Python Code Knowledge Flashcards
What is getopt?
What is it’s syntax?
Is a “command line option parser”.
It parses an argument sequence such as sys.argv and returns a sequence of (option, argument) pairs and a sequence of non-options arguments.
Syntax: (option, argument) = getopt.getopt([‘-a’, ‘-bval’, ‘-c’, ‘val’], ‘ab:c’)
As you see that it outputs a pair, this is why you need to equate to a pair.
What is numpy?
Numpy is the core library for scientific computing.
Numpy provides a high-performance multidimensional array object. Alongside this, it gives tools to work with these arrays.

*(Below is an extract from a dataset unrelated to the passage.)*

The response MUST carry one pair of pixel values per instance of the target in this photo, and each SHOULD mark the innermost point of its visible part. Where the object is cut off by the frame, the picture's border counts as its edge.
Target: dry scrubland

It allows you to get the same sort of functionality as Matlab.
What is pip?
It is the preferred used installer program for modules in python.
Since python 3.4 pip has been included by default with python.
Almost all packages that you hear of will be available with pip install
“PIP is a package manager for Python packages, or modules if you like.”
“A package contains all the files you need for a module.”
“Modules are Python code libraries you can include in your project.”
How do you create your own modules in python?
Modules are simply python scripts that are imported into another script.
First, write up your function and save it.
How do you write to a file?
First of all you need to have ‘w’ in your file open line.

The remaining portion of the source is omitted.